In-Space Manufacturing Is About to Get a Big Test (2017) - zeristor
https://www.space.com/39039-made-in-space-off-earth-manufacturing-test.html
======
cfontes
This is a really interesting first use case for it.

For those that are interested in the price, this link is interesting.

"One kilogram of exotic glass feedstock can be expected to produce from 3 to 7
kilometers of fibers in under an hour in microgravity, under optimized
conditions. At a nominal cost of $88K/kg, the launch costs for the preform and
spool (estimated to be 2 kg) combined with the landed costs for the filled
spools would be approximately $176,000.

The current low-end market price for ZBLAN fibers is $150/meter. Therefore,
even at today’s lowest market prices, a kilogram of ZBLAN launched to space
could be sold on Earth for between $450,000 and $1,050,000.

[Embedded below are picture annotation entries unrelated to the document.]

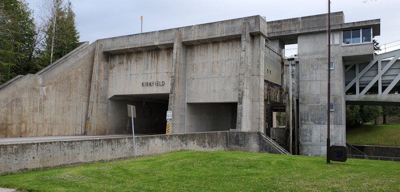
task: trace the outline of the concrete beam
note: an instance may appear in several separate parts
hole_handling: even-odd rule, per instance
[[[108,65],[105,64],[104,57],[103,44],[97,43],[86,117],[89,127],[88,129],[83,127],[86,135],[107,134],[105,123],[107,121]]]
[[[288,154],[257,131],[163,134],[135,138],[136,155],[142,156],[180,150]],[[129,158],[133,156],[133,151],[132,136],[0,144],[0,174]]]
[[[252,128],[252,41],[250,24],[244,22],[242,26],[236,126],[239,131],[250,131]]]
[[[182,43],[182,34],[175,33],[173,53],[168,111],[172,111],[171,133],[186,133],[186,46]]]

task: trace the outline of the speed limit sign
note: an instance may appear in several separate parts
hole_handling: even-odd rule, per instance
[[[167,111],[167,120],[172,119],[172,111]]]

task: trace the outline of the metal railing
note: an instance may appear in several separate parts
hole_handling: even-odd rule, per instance
[[[380,45],[381,51],[378,51],[378,54],[384,54],[393,50],[400,49],[400,40],[395,40]]]
[[[284,57],[297,57],[297,49],[284,49]]]
[[[346,139],[347,142],[351,145],[358,145],[364,146],[388,146],[388,147],[400,147],[400,141],[398,140],[370,140],[370,139],[361,139],[357,138],[348,138]]]
[[[273,51],[274,52],[276,53],[281,57],[282,57],[283,55],[283,50],[279,48],[279,47],[275,44],[273,44],[272,42],[271,42],[268,39],[265,39],[265,46],[269,48],[270,50]]]
[[[370,156],[368,155],[347,155],[348,158],[368,159],[370,160],[380,160],[400,162],[400,158],[397,157]]]

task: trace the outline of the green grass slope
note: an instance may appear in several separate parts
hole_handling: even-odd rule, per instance
[[[346,129],[346,139],[351,144],[400,146],[400,125],[363,125]],[[357,139],[361,139],[359,141]],[[397,141],[397,142],[395,142]]]
[[[400,162],[181,151],[0,176],[31,191],[399,191]]]

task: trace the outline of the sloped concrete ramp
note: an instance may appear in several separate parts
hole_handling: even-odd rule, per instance
[[[132,136],[0,142],[0,174],[32,169],[71,166],[133,156]],[[263,133],[216,131],[135,136],[136,155],[180,150],[237,151],[289,155]],[[0,141],[1,139],[0,139]]]

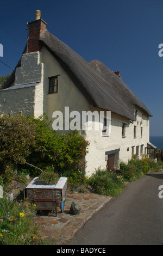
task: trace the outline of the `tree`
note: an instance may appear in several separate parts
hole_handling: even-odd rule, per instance
[[[17,115],[0,117],[0,163],[23,163],[35,144],[35,125]]]

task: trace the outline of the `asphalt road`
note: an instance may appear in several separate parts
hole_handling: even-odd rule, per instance
[[[163,188],[163,171],[128,184],[124,191],[94,215],[68,245],[163,245],[160,185]]]

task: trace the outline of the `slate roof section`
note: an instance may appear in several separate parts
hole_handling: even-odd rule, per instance
[[[56,58],[85,98],[95,107],[135,119],[135,106],[151,117],[146,106],[122,79],[99,60],[87,62],[47,29],[39,40]]]

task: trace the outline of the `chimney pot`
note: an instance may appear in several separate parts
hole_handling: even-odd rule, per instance
[[[41,17],[41,11],[39,10],[36,10],[35,12],[36,20],[40,20]]]

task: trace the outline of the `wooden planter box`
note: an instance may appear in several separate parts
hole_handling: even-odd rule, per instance
[[[63,212],[65,204],[67,178],[61,177],[56,185],[45,185],[43,181],[35,178],[26,187],[26,197],[30,203],[36,204],[38,210],[51,210],[55,211],[60,207]]]

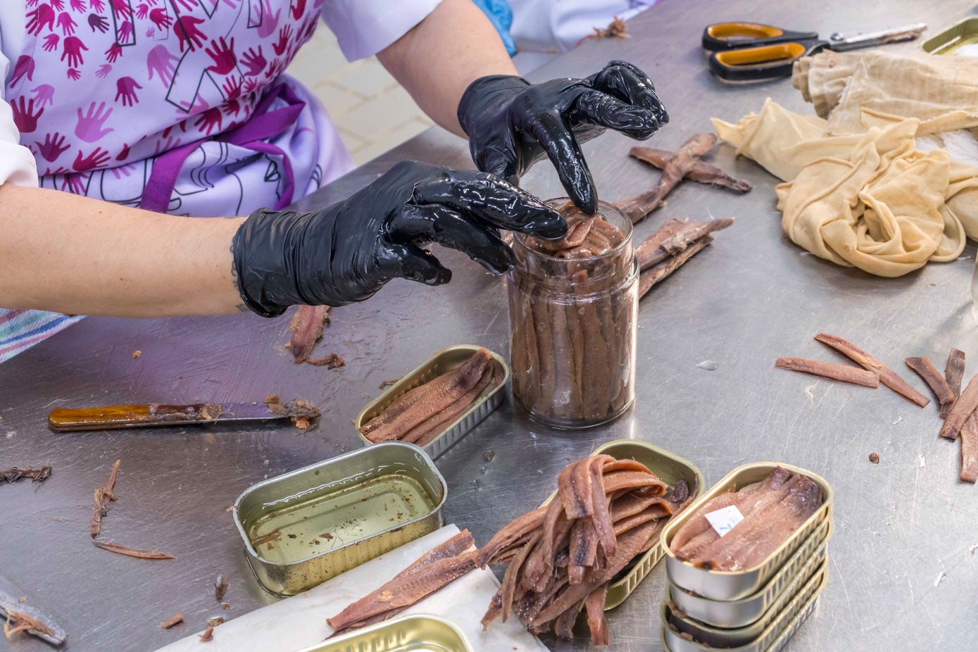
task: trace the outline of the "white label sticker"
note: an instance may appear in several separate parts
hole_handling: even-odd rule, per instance
[[[740,513],[735,504],[732,504],[729,507],[711,511],[706,515],[706,520],[710,522],[717,534],[723,537],[743,520],[743,514]]]

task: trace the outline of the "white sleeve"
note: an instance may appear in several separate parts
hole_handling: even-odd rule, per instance
[[[327,0],[323,21],[348,61],[380,52],[423,21],[441,0]]]
[[[17,4],[17,3],[13,3]],[[0,71],[3,79],[10,74],[10,59],[0,43]],[[4,99],[0,84],[0,184],[37,187],[37,161],[30,150],[21,145],[21,133],[14,123],[14,111]]]

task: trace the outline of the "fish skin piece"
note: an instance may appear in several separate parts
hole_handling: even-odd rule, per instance
[[[439,376],[427,383],[428,391],[400,414],[374,430],[371,433],[372,440],[399,439],[414,426],[448,408],[479,381],[491,360],[492,357],[485,349],[479,349],[453,369],[451,374]]]
[[[641,146],[629,150],[628,155],[660,170],[676,159],[676,153],[668,150]],[[696,159],[692,168],[686,173],[686,178],[690,181],[698,181],[701,184],[710,184],[716,188],[727,188],[737,193],[749,193],[753,189],[753,186],[746,181],[734,179],[719,167],[704,163],[699,159]]]
[[[941,436],[948,439],[956,439],[961,431],[964,422],[968,420],[975,409],[978,408],[978,375],[968,381],[967,387],[951,407],[948,417],[944,419],[941,426]]]
[[[849,365],[838,365],[836,363],[824,363],[821,360],[807,360],[805,358],[778,358],[775,361],[778,369],[788,369],[789,371],[801,371],[811,373],[823,378],[851,382],[854,385],[863,385],[870,389],[879,387],[879,372]]]
[[[944,368],[944,379],[948,381],[948,386],[954,392],[955,397],[961,395],[961,378],[964,376],[964,352],[960,349],[951,349],[948,355],[948,364]],[[954,401],[946,406],[941,406],[941,418],[947,418]]]
[[[377,590],[360,598],[341,612],[327,619],[333,630],[342,630],[389,609],[408,607],[441,589],[466,573],[475,569],[476,550],[439,559],[413,573],[392,579]]]
[[[714,570],[740,571],[767,559],[822,503],[822,488],[807,476],[795,475],[785,488],[786,496],[780,500],[751,512],[713,543],[698,560],[700,564]]]
[[[495,361],[493,362],[495,363]],[[459,398],[458,401],[431,418],[416,425],[401,437],[401,441],[417,444],[418,446],[426,446],[445,432],[445,429],[454,423],[463,413],[468,410],[472,403],[485,391],[485,388],[489,386],[489,383],[492,382],[493,366],[489,365],[486,367],[485,370],[482,371],[482,377],[479,378],[479,381],[465,396]]]
[[[978,482],[978,413],[961,427],[961,473],[964,482]]]
[[[286,348],[291,351],[296,365],[309,360],[329,321],[330,306],[299,306],[295,311],[289,323],[292,334]]]
[[[670,549],[672,549],[674,554],[680,556],[682,550],[687,546],[689,546],[691,550],[692,546],[702,546],[704,543],[712,543],[720,539],[720,535],[710,525],[710,522],[706,519],[706,514],[734,504],[737,506],[741,515],[747,516],[756,506],[761,495],[779,489],[790,479],[791,473],[787,469],[778,466],[768,474],[768,477],[760,482],[751,483],[735,492],[728,492],[717,496],[697,509],[696,513],[683,524],[679,532],[673,535],[673,539],[670,542]],[[699,540],[694,542],[693,540],[697,537]]]
[[[644,271],[671,256],[685,251],[704,236],[722,231],[734,224],[733,217],[720,217],[704,222],[688,222],[673,218],[659,227],[635,250],[639,270]]]
[[[591,630],[592,645],[603,646],[610,642],[608,621],[604,617],[604,601],[607,592],[608,586],[605,583],[593,590],[584,600],[584,607],[588,610],[588,629]]]
[[[533,511],[518,516],[510,521],[496,535],[489,540],[485,545],[479,548],[475,563],[479,568],[485,568],[486,564],[504,550],[511,543],[518,540],[528,532],[533,532],[543,523],[544,514],[547,507],[538,507]]]
[[[920,376],[921,380],[927,383],[942,407],[954,403],[955,393],[951,391],[948,381],[929,360],[926,358],[908,358],[904,362]]]
[[[859,365],[862,365],[865,369],[870,371],[876,371],[879,373],[879,381],[881,383],[895,391],[897,394],[900,394],[911,403],[915,403],[921,408],[925,408],[927,404],[930,403],[930,399],[911,387],[910,383],[901,378],[896,371],[849,340],[843,339],[838,335],[830,335],[825,332],[820,332],[815,336],[815,341],[822,342],[825,346],[835,349],[842,355]]]

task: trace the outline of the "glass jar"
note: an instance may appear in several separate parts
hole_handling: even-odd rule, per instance
[[[566,198],[548,203],[583,217]],[[599,201],[598,210],[624,238],[597,255],[575,249],[560,257],[547,241],[519,234],[512,242],[512,393],[532,416],[556,428],[604,423],[635,400],[639,268],[632,222],[609,203]]]

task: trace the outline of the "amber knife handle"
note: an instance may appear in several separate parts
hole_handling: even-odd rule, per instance
[[[104,406],[102,408],[52,410],[48,424],[57,432],[76,430],[106,430],[175,423],[209,423],[221,415],[217,403],[196,403],[189,406]]]

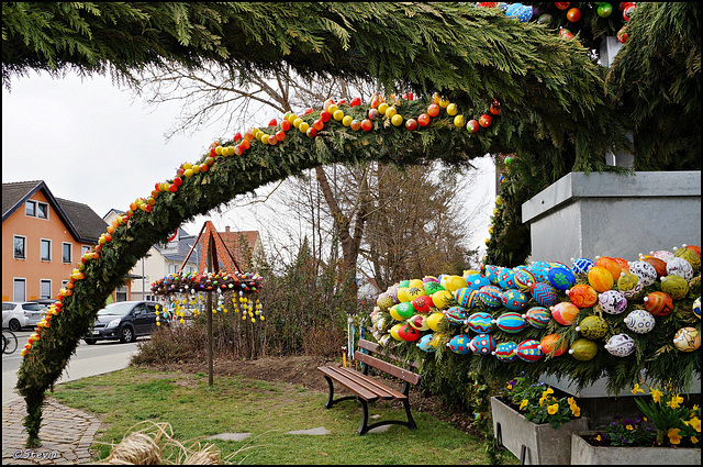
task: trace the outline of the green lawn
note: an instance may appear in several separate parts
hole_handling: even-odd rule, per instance
[[[238,464],[487,464],[488,442],[431,415],[413,412],[416,430],[391,425],[384,433],[359,436],[361,409],[345,401],[324,409],[326,394],[290,383],[204,374],[159,373],[126,368],[109,375],[58,385],[53,394],[69,407],[99,415],[110,427],[97,441],[119,443],[130,427],[150,420],[168,422],[180,443],[220,433],[252,433],[242,442],[211,441],[222,457]],[[404,412],[388,403],[371,405],[370,415],[398,419]],[[324,436],[291,435],[291,430],[324,426]],[[97,444],[96,447],[99,445]],[[110,453],[100,447],[99,458]],[[175,459],[172,459],[175,460]]]

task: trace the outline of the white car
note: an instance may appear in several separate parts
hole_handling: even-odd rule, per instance
[[[23,301],[2,302],[2,329],[20,331],[22,327],[35,326],[46,314],[46,307],[40,303]]]

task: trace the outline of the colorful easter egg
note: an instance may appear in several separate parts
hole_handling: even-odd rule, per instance
[[[539,349],[547,356],[558,357],[563,355],[569,351],[569,344],[563,340],[561,344],[557,345],[559,338],[559,334],[547,334],[539,341]]]
[[[599,293],[598,303],[609,314],[620,314],[627,308],[627,299],[617,290],[606,290]]]
[[[585,316],[576,330],[585,338],[595,341],[607,333],[607,323],[601,316]]]
[[[588,362],[598,354],[598,345],[585,337],[579,337],[571,344],[569,354],[577,360]]]
[[[579,314],[579,307],[571,302],[562,301],[554,307],[549,307],[549,311],[551,312],[551,318],[554,318],[557,323],[563,326],[570,326],[576,322],[576,315]]]
[[[539,348],[539,342],[534,338],[523,341],[517,344],[515,348],[517,358],[524,362],[537,362],[545,356],[544,352]]]
[[[549,307],[557,302],[557,292],[554,288],[544,282],[535,282],[529,288],[532,298],[543,307]]]
[[[687,249],[687,252],[689,251]],[[667,275],[670,276],[672,274],[681,276],[685,280],[691,280],[693,278],[693,266],[683,258],[671,258],[669,263],[667,263]]]
[[[633,310],[625,316],[625,325],[637,334],[646,334],[655,329],[655,316],[646,310]]]
[[[620,275],[620,273],[617,273]],[[599,292],[604,292],[613,288],[613,276],[611,271],[602,266],[593,266],[587,275],[589,283]]]
[[[674,300],[682,300],[689,293],[689,282],[676,274],[661,278],[661,291],[669,293]]]
[[[588,283],[578,283],[567,290],[571,303],[579,308],[591,308],[598,303],[598,292]]]
[[[493,355],[501,362],[514,362],[517,358],[517,344],[513,341],[501,342],[495,346]]]
[[[615,334],[605,343],[605,349],[614,357],[626,357],[635,352],[635,340],[627,334]]]
[[[651,292],[643,300],[645,309],[655,316],[666,316],[673,311],[673,300],[666,292]]]
[[[538,330],[544,330],[551,321],[551,313],[544,307],[533,307],[523,315],[527,324]]]
[[[509,311],[498,316],[495,325],[503,332],[515,334],[524,330],[527,326],[527,322],[522,314]]]
[[[681,352],[694,352],[701,346],[701,333],[695,327],[681,327],[673,335],[673,345]]]
[[[479,289],[479,299],[491,308],[501,305],[502,290],[498,286],[483,286]]]
[[[451,337],[451,341],[447,343],[447,347],[449,347],[451,352],[456,354],[464,355],[471,352],[471,348],[469,347],[470,342],[471,342],[471,338],[468,335],[457,334],[454,337]]]
[[[475,354],[491,355],[495,351],[495,338],[491,334],[479,334],[469,342],[469,348]]]
[[[589,269],[595,266],[595,263],[589,258],[577,258],[571,264],[571,270],[574,274],[588,274]]]
[[[445,316],[447,316],[447,321],[449,322],[449,324],[460,326],[466,320],[467,311],[468,310],[464,307],[449,307],[448,309],[444,310],[443,313]]]
[[[501,293],[501,302],[509,310],[520,311],[527,307],[527,296],[517,289],[504,290]]]
[[[547,274],[549,283],[557,290],[568,290],[576,283],[576,277],[566,267],[553,267]]]
[[[484,311],[470,314],[466,321],[469,330],[478,334],[487,334],[493,331],[493,316]]]

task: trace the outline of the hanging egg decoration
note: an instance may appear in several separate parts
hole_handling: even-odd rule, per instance
[[[588,283],[578,283],[567,290],[571,303],[579,308],[591,308],[598,303],[598,292]]]
[[[524,330],[527,323],[522,314],[510,311],[498,316],[495,325],[503,332],[515,334]]]
[[[627,309],[627,299],[617,290],[606,290],[599,293],[598,303],[609,314],[620,314]]]
[[[570,326],[576,322],[576,316],[579,314],[579,308],[571,302],[562,301],[549,308],[551,311],[551,318],[563,326]]]
[[[501,342],[495,346],[493,355],[501,362],[514,362],[517,358],[517,344],[513,341]]]
[[[493,316],[490,313],[486,313],[484,311],[479,311],[478,313],[473,313],[469,315],[466,321],[466,324],[469,326],[469,330],[479,334],[487,334],[493,331]]]
[[[579,337],[571,344],[569,354],[579,362],[588,362],[598,354],[598,345],[585,337]]]
[[[661,291],[674,300],[684,299],[689,293],[689,282],[674,274],[661,278]]]
[[[469,342],[469,348],[478,355],[491,355],[495,351],[495,338],[491,334],[479,334]]]
[[[544,330],[551,321],[549,310],[544,307],[533,307],[523,315],[527,324],[538,330]]]
[[[673,300],[666,292],[651,292],[644,299],[645,309],[654,316],[667,316],[673,311]]]
[[[595,341],[607,333],[607,323],[601,316],[585,316],[576,326],[576,331],[580,332],[583,337]]]
[[[673,335],[673,345],[681,352],[694,352],[701,347],[701,333],[695,327],[681,327]]]
[[[551,286],[544,282],[535,282],[529,288],[532,298],[543,307],[549,307],[557,302],[557,292]]]
[[[637,334],[646,334],[655,329],[655,316],[645,310],[633,310],[625,316],[625,325]]]
[[[528,363],[537,362],[545,356],[545,354],[539,348],[539,342],[535,341],[534,338],[526,340],[517,344],[515,354],[517,354],[517,358]]]

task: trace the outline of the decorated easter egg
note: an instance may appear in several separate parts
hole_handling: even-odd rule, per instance
[[[661,278],[661,291],[669,293],[674,300],[681,300],[689,293],[689,282],[683,277],[672,274]]]
[[[673,311],[673,300],[666,292],[651,292],[643,300],[645,309],[655,316],[666,316]]]
[[[635,352],[635,340],[627,334],[615,334],[605,343],[605,349],[614,357],[626,357]]]
[[[451,292],[448,290],[438,290],[434,292],[432,296],[432,302],[439,310],[444,310],[445,308],[451,307],[456,301],[454,297],[451,297]]]
[[[501,302],[509,310],[520,311],[527,307],[527,296],[517,289],[504,290],[501,293]]]
[[[444,332],[449,330],[449,321],[447,321],[447,316],[445,316],[444,313],[431,313],[425,318],[425,322],[431,330],[436,332]]]
[[[515,354],[517,358],[524,362],[537,362],[538,359],[545,356],[544,352],[539,348],[539,342],[534,338],[523,341],[517,344],[515,348]]]
[[[493,316],[484,311],[479,311],[469,315],[466,324],[475,333],[487,334],[493,331]]]
[[[576,277],[566,267],[553,267],[547,274],[549,283],[557,290],[568,290],[576,283]]]
[[[466,278],[466,287],[471,290],[479,290],[483,286],[490,286],[491,281],[482,274],[471,274]]]
[[[444,310],[444,315],[447,316],[449,324],[460,326],[466,320],[467,309],[464,307],[449,307]]]
[[[447,347],[456,354],[468,354],[471,352],[471,348],[469,347],[470,342],[471,338],[468,335],[457,334],[447,343]]]
[[[498,286],[483,286],[479,289],[479,299],[487,305],[498,308],[501,305],[502,290]]]
[[[595,263],[589,258],[576,258],[571,264],[571,270],[574,274],[588,274],[589,269],[595,266]]]
[[[690,252],[687,249],[687,252]],[[693,252],[690,252],[693,254]],[[671,258],[669,263],[667,263],[667,275],[677,275],[683,277],[685,280],[691,280],[693,278],[693,266],[691,263],[687,262],[683,258]]]
[[[593,341],[585,337],[579,337],[573,341],[569,348],[569,354],[580,362],[588,362],[598,353],[598,345]]]
[[[495,338],[491,334],[479,334],[469,342],[469,348],[475,354],[491,355],[495,351]]]
[[[501,362],[514,362],[517,358],[516,349],[517,344],[513,341],[501,342],[495,346],[493,355]]]
[[[551,313],[544,307],[533,307],[523,315],[527,324],[538,330],[544,330],[551,321]]]
[[[545,355],[550,355],[553,357],[563,355],[569,351],[569,344],[566,340],[563,340],[561,344],[557,345],[559,338],[559,334],[547,334],[546,336],[542,337],[542,341],[539,341],[539,349]]]
[[[620,314],[627,308],[627,299],[617,290],[606,290],[599,293],[598,303],[609,314]]]
[[[570,326],[576,322],[576,315],[579,314],[579,307],[576,304],[562,301],[553,307],[549,307],[551,318],[561,325]]]
[[[535,283],[535,275],[527,268],[515,268],[515,285],[520,288],[521,292],[528,292],[529,287]]]
[[[655,329],[655,316],[646,310],[633,310],[625,316],[625,325],[637,334],[646,334]]]
[[[620,275],[620,273],[617,273]],[[602,266],[593,266],[587,275],[589,283],[599,292],[604,292],[613,288],[613,276],[611,271]]]
[[[695,327],[681,327],[673,335],[673,345],[681,352],[694,352],[701,346],[701,333]]]
[[[601,316],[585,316],[576,330],[585,338],[595,341],[607,333],[607,323]]]
[[[579,308],[591,308],[598,302],[598,292],[588,283],[578,283],[567,290],[571,303]]]
[[[554,288],[544,282],[535,282],[529,288],[532,298],[543,307],[549,307],[557,302],[557,292]]]

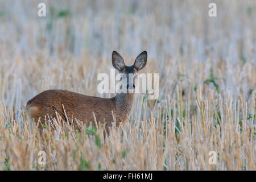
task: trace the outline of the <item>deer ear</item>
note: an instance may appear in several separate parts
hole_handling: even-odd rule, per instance
[[[143,69],[146,66],[146,64],[147,64],[147,53],[146,51],[141,53],[139,55],[136,57],[134,66],[138,71]]]
[[[121,56],[117,52],[113,51],[112,64],[114,68],[121,71],[125,67],[125,61]]]

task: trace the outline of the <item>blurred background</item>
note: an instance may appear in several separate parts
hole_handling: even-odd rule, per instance
[[[38,170],[44,150],[47,170],[255,170],[255,0],[0,0],[0,169]],[[35,137],[24,106],[38,93],[114,96],[97,89],[113,50],[128,65],[147,51],[158,98],[137,94],[109,138]]]

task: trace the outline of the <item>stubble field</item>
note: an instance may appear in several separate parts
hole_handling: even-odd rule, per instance
[[[216,1],[217,17],[208,1],[44,1],[46,17],[39,2],[0,1],[0,169],[256,169],[255,1]],[[137,94],[106,137],[58,118],[40,135],[27,101],[48,89],[114,96],[97,90],[113,50],[128,65],[147,50],[158,98]]]

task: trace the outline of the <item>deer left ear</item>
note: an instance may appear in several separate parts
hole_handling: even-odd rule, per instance
[[[147,53],[146,51],[141,53],[139,55],[136,57],[134,66],[138,71],[143,69],[146,66],[146,64],[147,64]]]

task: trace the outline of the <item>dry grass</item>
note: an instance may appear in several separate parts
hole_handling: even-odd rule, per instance
[[[39,18],[35,1],[0,1],[1,169],[256,169],[255,1],[216,1],[216,18],[208,1],[46,2]],[[97,75],[114,49],[131,64],[148,51],[158,99],[137,96],[105,138],[104,126],[79,133],[57,117],[41,138],[27,100],[49,88],[113,96]]]

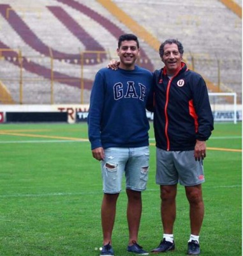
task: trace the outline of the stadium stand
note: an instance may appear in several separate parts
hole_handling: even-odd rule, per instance
[[[140,65],[159,68],[161,42],[177,38],[210,91],[236,92],[241,103],[242,4],[233,2],[0,0],[1,90],[16,103],[89,103],[96,72],[117,58],[117,37],[134,33]]]

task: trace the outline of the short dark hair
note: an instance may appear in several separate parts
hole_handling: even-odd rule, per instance
[[[135,41],[136,42],[136,45],[138,45],[138,48],[139,49],[138,39],[136,36],[133,34],[124,34],[120,36],[118,40],[118,48],[120,48],[122,42],[131,40]]]
[[[178,41],[177,39],[167,39],[163,43],[161,44],[161,45],[159,47],[159,56],[162,57],[164,55],[164,47],[166,44],[175,44],[178,46],[178,50],[179,52],[180,53],[180,54],[183,54],[184,52],[184,49],[183,49],[183,45],[180,43],[180,42]]]

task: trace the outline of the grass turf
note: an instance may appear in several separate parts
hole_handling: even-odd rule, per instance
[[[202,255],[242,255],[241,136],[241,123],[219,123],[207,142]],[[86,124],[2,124],[0,138],[0,255],[98,255],[101,177]],[[149,172],[139,234],[147,250],[162,236],[153,140]],[[116,256],[131,255],[124,191],[113,234]],[[188,203],[179,186],[176,249],[169,255],[186,255],[189,230]]]

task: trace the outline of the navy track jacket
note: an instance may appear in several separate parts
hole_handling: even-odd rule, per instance
[[[154,73],[152,96],[156,147],[170,151],[194,150],[196,140],[205,141],[214,129],[206,84],[182,63],[170,80],[164,67]],[[151,107],[152,106],[152,107]]]
[[[98,72],[88,115],[92,149],[149,145],[145,106],[152,81],[152,73],[138,66]]]

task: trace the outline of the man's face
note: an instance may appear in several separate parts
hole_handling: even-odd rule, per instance
[[[136,60],[139,54],[136,42],[133,40],[122,41],[117,52],[120,57],[119,67],[122,69],[134,69]]]
[[[161,57],[168,75],[174,75],[181,67],[182,55],[175,44],[166,44],[164,46],[164,54]]]

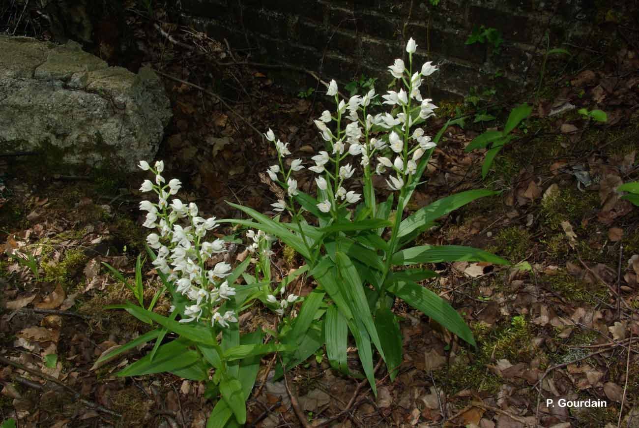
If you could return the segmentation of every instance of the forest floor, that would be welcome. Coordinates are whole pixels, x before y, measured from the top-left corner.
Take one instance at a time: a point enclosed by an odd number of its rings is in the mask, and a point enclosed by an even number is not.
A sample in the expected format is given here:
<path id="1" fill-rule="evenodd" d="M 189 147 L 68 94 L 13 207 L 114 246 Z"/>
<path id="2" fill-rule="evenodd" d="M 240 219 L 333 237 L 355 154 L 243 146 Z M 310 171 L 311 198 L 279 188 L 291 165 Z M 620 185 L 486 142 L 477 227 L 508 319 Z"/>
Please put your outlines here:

However, the real value of microgravity will be in producing ZBLAN and other
exotic fibers of exceptional quality. Today, these custom fibers are sold
between $300/meter and $3,000/meter. At current market prices, a preform
launched to a fiber manufacturing facility in orbit could yield from
$900,000/kg to $21,000,000/kg."

[https://sites.google.com/site/cmapproject/case-
studies/exoti...](https://sites.google.com/site/cmapproject/case-
studies/exotic-glasses-and-fibers)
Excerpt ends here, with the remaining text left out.